Важно понять, насколько далеко эта система простиралась географически, так что в России я еще и по работе: собираюсь проверить электронные архивы редких книг в нескольких московских библиотеках, которые согласились мне помочь. Было бы грандиозным открытием найти отпечатанные здесь учебники (хотя бы на латыни) с таким же вступительным курсом космологии.

– Очень интересно. А еще где-нибудь уже искали, может, в Азии?

– По сути, нет. Тут неизбежно сталкиваешься с рядом практических проблем: на каких языках ты можешь читать архивы, переведены ли они у библиотек на иностранные языки, полны ли эти архивы, занесены ли в них редкие книги, отвечают ли библиотеки на твои е-мейлы…

– Вы сказали, что в прежние времена изменение космологии угрожало всей системе. А в современном мире не так? Изменять научные концепции сейчас проще?

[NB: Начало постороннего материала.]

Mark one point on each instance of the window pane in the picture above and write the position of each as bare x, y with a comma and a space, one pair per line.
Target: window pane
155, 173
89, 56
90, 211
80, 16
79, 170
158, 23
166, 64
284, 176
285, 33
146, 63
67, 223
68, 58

– Намного проще, и по вполне очевидной причине. У нас сейчас больше нет холистического мировоззрения. А тогда было, и вот почему так важна была именно космология. Ты должен был начинать с нее, что бы ты ни собирался потом делать; она использовалась, чтобы держать все вместе. Сейчас наше знание фрагментировано. Это не только из-за нарастающей специализации. Подумайте о квантовой механике и теории относительности – микро- и макромире. Они основаны на фундаментальных принципах, которые находятся в противоречии друг с другом. В квантовой механике существуют мгновенные квантовые связи, но в теории относительности предел взаимодействий – скорость света, и не может быть мгновенных причинно-следственных связей. Это же просто огромная нестыковка!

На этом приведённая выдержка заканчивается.